What happens next, as Ethan stumbles through the darkness with a flashlight that’s never quite powerful enough to catch the far end of the hallway he’s blundering down, brings together many of the things that make Village one of the best Resident Evil games ever. There’s the pacing, obviously, as a long series of jump scares and prolonged silences prime you for something awful to happen. There’s the top-tier sound design, which makes every creak and cry reach through your ears and straight down your spine. And there’s the sheer audacity of the game’s design ethos, never clearer than when you get near one of those damn corners, only to see, well… this… crawling out of the darkness toward you at an upsetting turn of speed.
Resident Evil 7 was accused, in a few corners, of trying to mimic Hideo Kojima’s P.T., a recent landmark in first-person horror design. Well, if the developers of RE 7 denied those claims, the creators of Village apparently embraced them, because the ensuing chase from the creature known only as “Baby” taps into many of the things that made that “playable teaser” so groundbreaking. That includes the ever-unsettling sensation that anything could be in front of or behind you in the dark, the feeling of being completely vulnerable in the face of an unstoppable antagonist. (See also the indie game Spooky’s Jump Scare Mansion, which makes an entire game out of these horrible sensations.) But there’s also the relentlessly psychological nature of the whole encounter: Barring the occasional priapic tentacle monster, Resident Evil has usually left the more Freudian kinds of horror to it neighbors over in Silent Hill. But being chased by a wet, hideous manifestation of Ethan’s fears of failing fatherhood—complete with head-splitting baby cries and a monstrous gurgles of “Dada” as it hunts you from hiding spot to hiding spot—is this series at its most deliberately subjective and upsetting. In a game where every werewolf has a magnum bullet with its name chiseled on it, the Baby encounter has our big scary action hero literally huddling under a bed, praying for the awful, half-glimpsed thing prowling around him to just please, for the love of Christ, go away.

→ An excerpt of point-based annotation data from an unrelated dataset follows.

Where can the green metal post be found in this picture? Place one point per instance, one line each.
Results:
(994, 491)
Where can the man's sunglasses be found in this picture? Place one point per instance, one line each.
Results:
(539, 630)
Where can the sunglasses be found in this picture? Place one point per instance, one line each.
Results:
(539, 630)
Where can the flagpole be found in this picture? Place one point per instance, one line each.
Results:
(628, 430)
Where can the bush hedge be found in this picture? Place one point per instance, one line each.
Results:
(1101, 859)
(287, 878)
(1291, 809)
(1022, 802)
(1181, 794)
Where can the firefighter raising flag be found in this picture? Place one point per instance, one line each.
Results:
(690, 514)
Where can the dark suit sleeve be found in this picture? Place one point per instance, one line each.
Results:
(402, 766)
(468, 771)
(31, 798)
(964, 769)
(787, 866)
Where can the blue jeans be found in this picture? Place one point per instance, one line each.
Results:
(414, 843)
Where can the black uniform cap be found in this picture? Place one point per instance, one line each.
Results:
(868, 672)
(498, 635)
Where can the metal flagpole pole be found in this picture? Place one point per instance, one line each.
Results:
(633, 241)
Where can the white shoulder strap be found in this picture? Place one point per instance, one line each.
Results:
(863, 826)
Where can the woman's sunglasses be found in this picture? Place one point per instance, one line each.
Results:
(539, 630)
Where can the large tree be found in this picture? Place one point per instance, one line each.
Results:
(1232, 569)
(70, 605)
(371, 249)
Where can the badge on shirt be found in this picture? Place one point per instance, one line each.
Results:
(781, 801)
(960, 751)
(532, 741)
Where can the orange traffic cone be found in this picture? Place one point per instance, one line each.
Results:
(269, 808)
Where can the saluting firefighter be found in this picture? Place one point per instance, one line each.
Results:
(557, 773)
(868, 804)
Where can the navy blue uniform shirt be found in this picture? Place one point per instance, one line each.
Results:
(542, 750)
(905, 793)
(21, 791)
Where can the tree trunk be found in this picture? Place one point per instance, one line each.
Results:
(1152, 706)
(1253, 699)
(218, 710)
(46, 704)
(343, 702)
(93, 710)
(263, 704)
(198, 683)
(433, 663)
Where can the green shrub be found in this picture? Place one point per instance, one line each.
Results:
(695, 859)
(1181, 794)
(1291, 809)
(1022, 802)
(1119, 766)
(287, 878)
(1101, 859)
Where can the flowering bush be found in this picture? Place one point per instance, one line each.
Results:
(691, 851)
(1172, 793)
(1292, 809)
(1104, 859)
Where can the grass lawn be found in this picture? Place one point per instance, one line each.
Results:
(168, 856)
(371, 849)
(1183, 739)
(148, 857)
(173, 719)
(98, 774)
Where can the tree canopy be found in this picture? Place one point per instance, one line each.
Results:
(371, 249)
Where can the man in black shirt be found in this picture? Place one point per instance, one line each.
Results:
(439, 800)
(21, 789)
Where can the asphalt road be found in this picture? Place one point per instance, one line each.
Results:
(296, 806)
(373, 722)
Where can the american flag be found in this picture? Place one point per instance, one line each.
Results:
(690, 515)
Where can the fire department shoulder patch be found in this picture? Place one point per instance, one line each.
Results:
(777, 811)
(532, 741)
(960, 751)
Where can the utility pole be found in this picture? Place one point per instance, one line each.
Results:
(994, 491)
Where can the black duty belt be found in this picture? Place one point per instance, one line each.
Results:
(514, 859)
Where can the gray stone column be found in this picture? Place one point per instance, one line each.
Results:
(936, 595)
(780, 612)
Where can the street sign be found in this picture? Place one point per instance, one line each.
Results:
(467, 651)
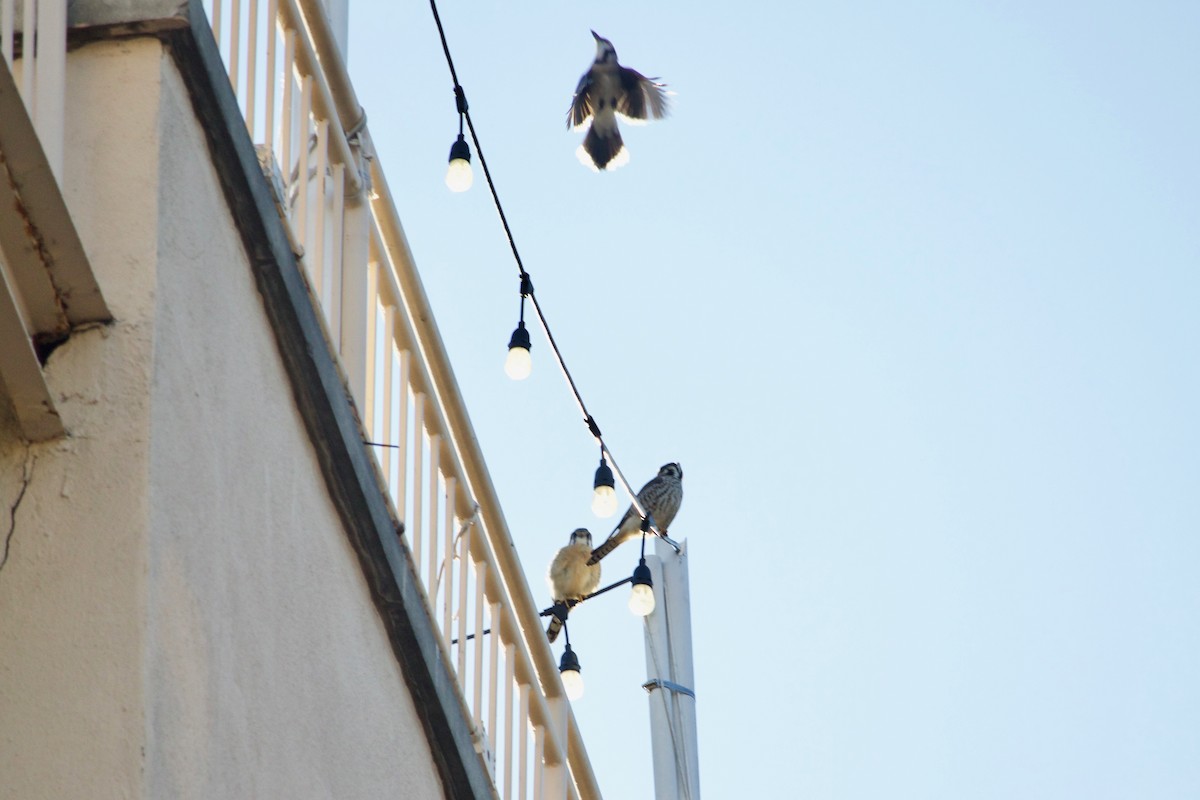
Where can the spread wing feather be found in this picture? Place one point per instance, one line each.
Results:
(642, 97)
(581, 104)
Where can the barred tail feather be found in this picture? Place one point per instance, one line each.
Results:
(601, 150)
(609, 546)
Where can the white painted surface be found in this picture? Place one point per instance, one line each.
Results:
(180, 613)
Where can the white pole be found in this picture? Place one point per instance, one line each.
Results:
(670, 674)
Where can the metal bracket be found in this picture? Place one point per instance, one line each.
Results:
(658, 683)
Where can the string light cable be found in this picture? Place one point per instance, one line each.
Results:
(527, 286)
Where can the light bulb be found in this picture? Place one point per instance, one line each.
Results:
(604, 501)
(641, 600)
(573, 681)
(459, 174)
(519, 365)
(569, 671)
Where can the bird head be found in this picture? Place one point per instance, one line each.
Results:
(672, 470)
(605, 50)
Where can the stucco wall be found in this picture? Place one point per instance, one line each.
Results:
(180, 613)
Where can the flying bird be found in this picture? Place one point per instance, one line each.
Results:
(660, 498)
(606, 91)
(570, 576)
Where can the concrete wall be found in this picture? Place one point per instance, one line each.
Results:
(180, 612)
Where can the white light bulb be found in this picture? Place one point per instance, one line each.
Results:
(517, 365)
(573, 681)
(460, 175)
(641, 600)
(604, 501)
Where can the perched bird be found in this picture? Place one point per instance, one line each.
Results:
(570, 576)
(660, 498)
(605, 91)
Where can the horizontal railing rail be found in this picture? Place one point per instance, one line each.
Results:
(34, 46)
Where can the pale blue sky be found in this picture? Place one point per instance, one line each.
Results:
(911, 290)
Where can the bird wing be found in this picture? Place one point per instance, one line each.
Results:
(581, 104)
(641, 97)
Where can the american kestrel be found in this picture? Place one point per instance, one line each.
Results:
(609, 90)
(660, 498)
(570, 576)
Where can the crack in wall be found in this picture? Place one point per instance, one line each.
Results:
(27, 477)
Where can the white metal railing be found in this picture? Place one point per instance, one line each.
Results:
(293, 89)
(36, 31)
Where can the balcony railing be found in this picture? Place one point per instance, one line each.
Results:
(316, 149)
(41, 66)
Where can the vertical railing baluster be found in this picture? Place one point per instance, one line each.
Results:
(539, 758)
(273, 29)
(372, 342)
(52, 64)
(7, 12)
(389, 349)
(216, 22)
(401, 493)
(300, 221)
(287, 115)
(234, 41)
(448, 534)
(29, 55)
(418, 435)
(523, 743)
(510, 656)
(335, 266)
(462, 554)
(251, 65)
(480, 567)
(317, 263)
(431, 582)
(493, 683)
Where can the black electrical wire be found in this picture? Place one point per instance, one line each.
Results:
(526, 281)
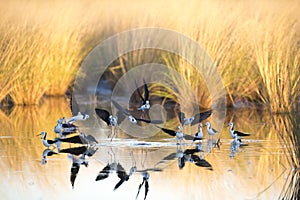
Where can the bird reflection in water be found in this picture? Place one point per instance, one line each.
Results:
(78, 157)
(47, 153)
(111, 167)
(188, 156)
(235, 145)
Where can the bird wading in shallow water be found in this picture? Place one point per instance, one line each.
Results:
(179, 134)
(109, 119)
(145, 100)
(193, 120)
(78, 117)
(210, 130)
(47, 143)
(199, 134)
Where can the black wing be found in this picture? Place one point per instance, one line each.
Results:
(120, 116)
(139, 92)
(146, 92)
(74, 172)
(201, 162)
(140, 188)
(121, 172)
(200, 117)
(241, 134)
(188, 137)
(171, 156)
(196, 137)
(91, 138)
(168, 131)
(119, 107)
(190, 151)
(67, 125)
(119, 184)
(75, 140)
(181, 162)
(104, 173)
(75, 151)
(146, 189)
(181, 117)
(150, 121)
(103, 114)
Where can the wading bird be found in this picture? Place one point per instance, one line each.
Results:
(64, 128)
(47, 143)
(179, 134)
(78, 117)
(145, 100)
(210, 130)
(110, 119)
(199, 134)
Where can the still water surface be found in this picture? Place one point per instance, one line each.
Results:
(259, 169)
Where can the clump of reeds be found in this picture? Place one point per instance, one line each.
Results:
(275, 43)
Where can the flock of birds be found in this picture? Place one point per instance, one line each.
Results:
(65, 127)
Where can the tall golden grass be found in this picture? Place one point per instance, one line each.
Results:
(255, 45)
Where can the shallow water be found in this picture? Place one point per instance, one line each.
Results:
(259, 169)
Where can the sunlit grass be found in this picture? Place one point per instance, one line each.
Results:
(255, 46)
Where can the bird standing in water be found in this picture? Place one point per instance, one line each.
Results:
(47, 143)
(145, 100)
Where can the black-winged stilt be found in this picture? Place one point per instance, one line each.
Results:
(47, 143)
(210, 130)
(110, 119)
(79, 117)
(63, 127)
(47, 152)
(179, 134)
(123, 176)
(234, 133)
(199, 134)
(145, 100)
(195, 119)
(146, 177)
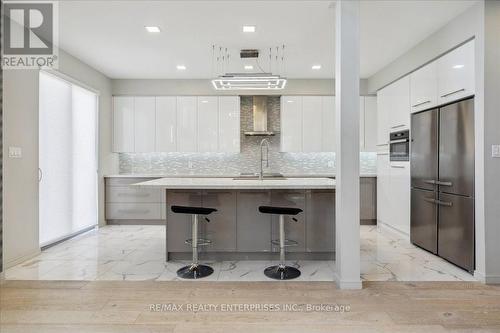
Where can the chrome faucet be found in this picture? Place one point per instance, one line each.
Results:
(266, 142)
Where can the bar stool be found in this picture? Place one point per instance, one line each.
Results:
(195, 270)
(281, 271)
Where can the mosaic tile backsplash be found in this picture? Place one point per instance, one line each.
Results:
(248, 160)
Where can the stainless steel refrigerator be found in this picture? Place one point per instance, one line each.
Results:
(442, 182)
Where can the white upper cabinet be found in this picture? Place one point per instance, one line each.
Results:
(291, 123)
(123, 124)
(187, 121)
(328, 123)
(229, 124)
(456, 74)
(370, 124)
(383, 106)
(399, 104)
(312, 138)
(145, 124)
(423, 87)
(166, 124)
(208, 123)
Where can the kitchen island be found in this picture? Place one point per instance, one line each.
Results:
(237, 230)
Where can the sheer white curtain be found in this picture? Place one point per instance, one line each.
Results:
(67, 158)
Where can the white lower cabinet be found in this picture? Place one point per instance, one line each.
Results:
(393, 193)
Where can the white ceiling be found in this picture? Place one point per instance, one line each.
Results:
(110, 35)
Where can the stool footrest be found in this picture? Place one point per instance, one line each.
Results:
(288, 242)
(201, 241)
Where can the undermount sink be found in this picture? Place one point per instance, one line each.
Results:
(266, 176)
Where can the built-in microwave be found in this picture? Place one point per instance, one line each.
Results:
(399, 143)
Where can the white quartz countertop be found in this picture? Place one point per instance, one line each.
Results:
(248, 184)
(142, 175)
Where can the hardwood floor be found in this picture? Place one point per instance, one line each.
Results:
(100, 306)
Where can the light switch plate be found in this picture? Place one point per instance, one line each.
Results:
(495, 151)
(15, 152)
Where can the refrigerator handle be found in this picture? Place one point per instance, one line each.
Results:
(444, 203)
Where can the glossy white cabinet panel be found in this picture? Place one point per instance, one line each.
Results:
(311, 124)
(166, 124)
(229, 124)
(399, 104)
(328, 123)
(145, 124)
(361, 123)
(383, 106)
(383, 187)
(399, 195)
(187, 121)
(456, 74)
(123, 124)
(291, 123)
(423, 88)
(370, 117)
(208, 123)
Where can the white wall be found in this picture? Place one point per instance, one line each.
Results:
(20, 182)
(204, 87)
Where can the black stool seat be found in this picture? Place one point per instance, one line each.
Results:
(279, 210)
(193, 210)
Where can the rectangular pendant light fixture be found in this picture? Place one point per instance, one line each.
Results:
(257, 81)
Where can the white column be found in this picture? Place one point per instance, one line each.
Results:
(347, 254)
(489, 137)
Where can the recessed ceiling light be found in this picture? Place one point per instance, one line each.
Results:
(249, 28)
(152, 29)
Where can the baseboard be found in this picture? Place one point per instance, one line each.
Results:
(344, 284)
(388, 228)
(14, 262)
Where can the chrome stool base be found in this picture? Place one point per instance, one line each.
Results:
(282, 272)
(195, 271)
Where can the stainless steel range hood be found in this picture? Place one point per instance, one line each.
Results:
(260, 117)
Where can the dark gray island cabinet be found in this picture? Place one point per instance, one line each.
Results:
(238, 230)
(237, 226)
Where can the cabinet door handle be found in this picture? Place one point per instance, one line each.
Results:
(444, 203)
(422, 103)
(132, 211)
(453, 92)
(431, 200)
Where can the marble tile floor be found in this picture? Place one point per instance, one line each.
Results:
(137, 253)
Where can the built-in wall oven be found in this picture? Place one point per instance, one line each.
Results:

By any objective metric, House Beneviento is Village’s shortest section, easily less than an hour of play in total. But in the impression it leaves on the player, the sheer sense of horror and unsafety it leaves, like a red umbilical smear, on the face of a game that otherwise revels in power, it can’t help but persist. Resident Evil Village isn’t a scary game—except when it decides to remind you that it absolutely fucking could be, any time it feels like it.